In another relatively unusual move, U.S. government agencies are coordinating the vaccine trials in West Africa.

One of the Phase III trials will take place in Monrovia, Liberia, involving 10,000 people given the GSK-NIH vaccine, 10,000 given the Merck vaccine, and 10,000 given a saline placebo, as Ballou described it. The volunteers in that study will be regular people in communities at risk of infection. After several months – likely by June, Ballou said – researchers will compare infection rates among the three groups.

The U.S. Centers for Disease Control and Prevention is planning a separate Phase III trial on a population of healthcare workers in Sierra Leone. That trial will employ a “step wedge” model where different groups are vaccinated at different times. That way, everyone in the study eventually gets the vaccine, with the ones who have not yet received it serving as the control group to compare to the ones who have. This is seen as one way to avoid the ethical problems with denying at-risk study participants a vaccine that could help them avoid Ebola.

Meanwhile Phase II trials for the GSK-NIH vaccine will happen in other countries including Mali and Ghana, with populations demographically similar to those in the countries hard-hit by Ebola but where there is not currently a significant infection risk.

Health Risks?

A fast-tracked process has real potential to save lives – but is there also a higher risk to trial participants? The experts say that while all drug development involves a risk-benefit analysis, safety has been paramount in this case.

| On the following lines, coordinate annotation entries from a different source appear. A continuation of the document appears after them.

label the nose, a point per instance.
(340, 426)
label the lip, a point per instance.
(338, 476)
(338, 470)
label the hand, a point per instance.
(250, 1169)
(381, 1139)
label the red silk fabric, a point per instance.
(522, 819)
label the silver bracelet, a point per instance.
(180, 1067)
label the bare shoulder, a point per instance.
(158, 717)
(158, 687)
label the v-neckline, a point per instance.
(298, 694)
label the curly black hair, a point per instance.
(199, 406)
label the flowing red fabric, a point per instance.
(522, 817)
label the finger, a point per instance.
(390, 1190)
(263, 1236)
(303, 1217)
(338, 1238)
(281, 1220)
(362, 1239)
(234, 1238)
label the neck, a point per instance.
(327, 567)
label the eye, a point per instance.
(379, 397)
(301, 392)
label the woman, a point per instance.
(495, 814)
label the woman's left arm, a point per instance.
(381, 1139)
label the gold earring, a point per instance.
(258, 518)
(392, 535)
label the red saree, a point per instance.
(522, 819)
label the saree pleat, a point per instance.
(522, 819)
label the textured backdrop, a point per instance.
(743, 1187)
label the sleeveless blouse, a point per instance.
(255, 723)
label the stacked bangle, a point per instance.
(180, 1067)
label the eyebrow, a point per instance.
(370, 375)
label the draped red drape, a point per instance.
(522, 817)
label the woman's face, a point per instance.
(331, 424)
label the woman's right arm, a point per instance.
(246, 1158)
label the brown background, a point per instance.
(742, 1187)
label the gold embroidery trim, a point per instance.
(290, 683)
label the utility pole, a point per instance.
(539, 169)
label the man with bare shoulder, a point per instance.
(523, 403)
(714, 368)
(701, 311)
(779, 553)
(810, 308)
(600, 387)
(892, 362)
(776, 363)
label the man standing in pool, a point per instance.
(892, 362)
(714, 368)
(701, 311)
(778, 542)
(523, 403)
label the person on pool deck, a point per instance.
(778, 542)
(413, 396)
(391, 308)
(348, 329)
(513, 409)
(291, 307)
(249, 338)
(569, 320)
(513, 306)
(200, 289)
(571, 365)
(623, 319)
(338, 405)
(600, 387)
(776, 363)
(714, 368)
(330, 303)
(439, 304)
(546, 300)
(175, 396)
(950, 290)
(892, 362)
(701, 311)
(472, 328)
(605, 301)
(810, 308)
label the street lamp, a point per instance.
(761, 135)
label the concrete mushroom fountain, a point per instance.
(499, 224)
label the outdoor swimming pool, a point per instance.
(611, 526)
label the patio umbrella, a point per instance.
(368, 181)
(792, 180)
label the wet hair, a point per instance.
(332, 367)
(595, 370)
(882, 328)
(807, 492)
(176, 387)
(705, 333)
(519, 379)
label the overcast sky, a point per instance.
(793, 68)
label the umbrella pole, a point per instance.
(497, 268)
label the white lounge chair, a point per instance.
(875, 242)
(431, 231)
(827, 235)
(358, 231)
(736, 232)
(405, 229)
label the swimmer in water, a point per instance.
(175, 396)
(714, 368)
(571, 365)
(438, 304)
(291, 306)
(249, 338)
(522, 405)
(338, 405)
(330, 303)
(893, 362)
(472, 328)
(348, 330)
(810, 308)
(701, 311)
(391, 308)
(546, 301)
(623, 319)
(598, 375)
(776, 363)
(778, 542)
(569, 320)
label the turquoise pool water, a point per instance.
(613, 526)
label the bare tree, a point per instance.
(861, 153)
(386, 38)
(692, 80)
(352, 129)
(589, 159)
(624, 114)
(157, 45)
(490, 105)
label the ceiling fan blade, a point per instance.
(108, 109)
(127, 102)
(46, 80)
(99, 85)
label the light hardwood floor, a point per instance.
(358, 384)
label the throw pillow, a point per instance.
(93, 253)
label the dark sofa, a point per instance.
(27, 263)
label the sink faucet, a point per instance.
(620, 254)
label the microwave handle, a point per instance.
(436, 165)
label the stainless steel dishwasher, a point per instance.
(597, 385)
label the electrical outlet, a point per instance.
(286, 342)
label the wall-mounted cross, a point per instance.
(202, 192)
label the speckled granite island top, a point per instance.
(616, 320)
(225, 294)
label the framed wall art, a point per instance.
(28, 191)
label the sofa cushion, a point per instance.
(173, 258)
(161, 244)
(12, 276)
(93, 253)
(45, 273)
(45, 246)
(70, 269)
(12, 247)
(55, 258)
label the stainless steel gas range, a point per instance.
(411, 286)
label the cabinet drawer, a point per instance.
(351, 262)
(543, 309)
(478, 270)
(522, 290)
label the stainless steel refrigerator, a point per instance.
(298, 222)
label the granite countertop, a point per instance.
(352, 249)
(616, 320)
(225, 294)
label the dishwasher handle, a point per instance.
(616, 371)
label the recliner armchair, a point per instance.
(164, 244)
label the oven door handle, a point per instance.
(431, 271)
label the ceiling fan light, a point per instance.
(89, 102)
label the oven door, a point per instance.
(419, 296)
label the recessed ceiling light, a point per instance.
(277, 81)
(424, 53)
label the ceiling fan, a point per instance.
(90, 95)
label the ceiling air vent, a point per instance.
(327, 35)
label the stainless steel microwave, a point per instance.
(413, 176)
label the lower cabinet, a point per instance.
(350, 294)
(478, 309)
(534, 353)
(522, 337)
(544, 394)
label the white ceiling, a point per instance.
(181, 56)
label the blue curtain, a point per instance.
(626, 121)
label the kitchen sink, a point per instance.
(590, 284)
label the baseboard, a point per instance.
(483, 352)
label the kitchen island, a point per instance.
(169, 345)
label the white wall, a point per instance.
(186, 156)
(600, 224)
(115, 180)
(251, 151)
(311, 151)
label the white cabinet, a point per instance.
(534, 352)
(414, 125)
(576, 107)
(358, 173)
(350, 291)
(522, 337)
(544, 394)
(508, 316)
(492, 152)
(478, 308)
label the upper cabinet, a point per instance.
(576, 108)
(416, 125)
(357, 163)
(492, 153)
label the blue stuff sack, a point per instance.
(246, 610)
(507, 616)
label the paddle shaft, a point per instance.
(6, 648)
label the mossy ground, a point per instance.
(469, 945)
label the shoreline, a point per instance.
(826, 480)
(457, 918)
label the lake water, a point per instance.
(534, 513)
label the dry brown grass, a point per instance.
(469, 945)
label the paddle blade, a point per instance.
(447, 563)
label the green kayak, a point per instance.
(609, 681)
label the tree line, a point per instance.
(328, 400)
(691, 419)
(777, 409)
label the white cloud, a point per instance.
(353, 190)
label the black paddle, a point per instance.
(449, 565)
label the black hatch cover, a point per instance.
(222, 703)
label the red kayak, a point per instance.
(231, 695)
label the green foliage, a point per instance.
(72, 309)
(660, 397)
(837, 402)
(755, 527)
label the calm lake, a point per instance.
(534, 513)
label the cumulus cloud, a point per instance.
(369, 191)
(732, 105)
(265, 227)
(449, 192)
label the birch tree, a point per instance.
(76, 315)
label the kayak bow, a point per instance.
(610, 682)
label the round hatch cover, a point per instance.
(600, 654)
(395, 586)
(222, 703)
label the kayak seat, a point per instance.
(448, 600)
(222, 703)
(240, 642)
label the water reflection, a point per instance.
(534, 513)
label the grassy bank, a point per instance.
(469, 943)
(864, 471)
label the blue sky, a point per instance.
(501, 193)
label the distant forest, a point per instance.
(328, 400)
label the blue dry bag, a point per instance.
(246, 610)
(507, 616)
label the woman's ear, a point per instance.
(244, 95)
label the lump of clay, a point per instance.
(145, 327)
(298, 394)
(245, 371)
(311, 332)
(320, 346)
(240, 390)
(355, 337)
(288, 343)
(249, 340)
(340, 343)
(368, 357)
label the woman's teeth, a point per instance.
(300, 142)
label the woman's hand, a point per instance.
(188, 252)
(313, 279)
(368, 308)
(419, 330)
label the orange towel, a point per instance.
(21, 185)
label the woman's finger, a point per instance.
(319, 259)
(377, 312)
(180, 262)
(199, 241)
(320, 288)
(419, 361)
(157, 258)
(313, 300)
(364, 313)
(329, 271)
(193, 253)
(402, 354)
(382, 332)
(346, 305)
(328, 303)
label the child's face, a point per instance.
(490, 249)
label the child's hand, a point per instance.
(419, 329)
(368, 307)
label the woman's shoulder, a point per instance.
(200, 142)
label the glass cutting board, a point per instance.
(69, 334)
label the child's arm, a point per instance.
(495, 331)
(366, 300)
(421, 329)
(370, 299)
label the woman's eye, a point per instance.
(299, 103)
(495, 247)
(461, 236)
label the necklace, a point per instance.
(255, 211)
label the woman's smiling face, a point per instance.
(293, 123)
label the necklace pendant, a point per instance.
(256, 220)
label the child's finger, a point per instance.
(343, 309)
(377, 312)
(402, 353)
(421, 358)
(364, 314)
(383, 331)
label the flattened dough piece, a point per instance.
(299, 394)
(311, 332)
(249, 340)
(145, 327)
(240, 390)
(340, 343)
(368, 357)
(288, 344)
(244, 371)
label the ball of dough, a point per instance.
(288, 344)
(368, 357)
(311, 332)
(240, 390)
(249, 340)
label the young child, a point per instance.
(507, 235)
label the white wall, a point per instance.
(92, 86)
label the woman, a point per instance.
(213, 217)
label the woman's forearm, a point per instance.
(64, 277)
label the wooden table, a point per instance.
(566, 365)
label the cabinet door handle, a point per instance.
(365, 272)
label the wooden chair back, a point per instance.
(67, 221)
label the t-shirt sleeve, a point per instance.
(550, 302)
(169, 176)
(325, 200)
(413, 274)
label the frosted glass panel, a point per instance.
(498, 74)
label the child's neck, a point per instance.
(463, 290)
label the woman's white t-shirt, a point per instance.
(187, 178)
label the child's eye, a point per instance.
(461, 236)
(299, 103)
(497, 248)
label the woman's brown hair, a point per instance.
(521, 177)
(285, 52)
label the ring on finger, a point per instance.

“We don’t cut corners,” said the FDA’s Borio. “We have tremendous flexibility in our regulatory framework to be able to make decisions that are based on the scientific evidence. An accelerated timeline can be flexible but we’re not losing sight that ultimately the benefits must outweigh the risks in any given study.”

Earlier this month Merck made headlines after it halted one of its Ebola vaccine trials because volunteers reported joint pain. But Merck’s Feinberg says that trial’s dosages were higher than would be used in actual treatment. “So far the data emerging on the vaccine are very encouraging,” he said.

Ballou said that while the GSK-NIH results so far have been promising, there are still many unknowns. “What keeps everybody up at night,” he said, is worrying that they don’t know as much as they normally would about a vaccine before giving it to thousands of volunteers.

If things go as planned, Ballou said, GSK could manufacture hundreds of thousands of doses of its vaccine a month by the second half of 2015. Feinberg said the timeline and scale of manufacturing a Merck vaccine remains to be seen based on the trial results.

Profit Motives

Then there’s the financial side of things. Scientists have said that one of the reasons an Ebola vaccine never previously advanced through clinical trials is that sporadic outbreaks affecting poor people and countries created little financial incentive for drug companies.

Now there is much more chance to sell doses of a vaccine, since demand will be greater for years to come and since international governments and agencies will buy doses for poor African countries. The U.S. and other governments are also expected to buy doses to have on hand in case Ebola jumps to other continents.

Ballou said that once the epidemic’s urgency became clear, GSK was committed to developing a vaccine regardless of financial outcome.

“The decision to work on this was based strictly on ‘This is the right thing to do,’” he said, noting that the company has the equivalent of 175 full-time employees dedicated to Ebola. “This was not budgeted, this was not planned; it was generally disruptive for the company to pull resources off other projects. But everyone is focusing on ‘Let’s deal with this epidemic – this is the right thing to do.’”

Feinberg said that “public service” is also a major motivator for Merck. He said the cooperation between private companies and various governments is “unprecedented,” and that public sector support has been key to helping drug companies take on such a financially risky venture.

“Developing the right collaborative model to do this is an important goal, something people are working towards but not something there’s a blueprint for,” he said. “Yet having that blueprint, if we’re able to develop it in the current epidemic, will be profoundly valuable as the world faces future outbreaks.”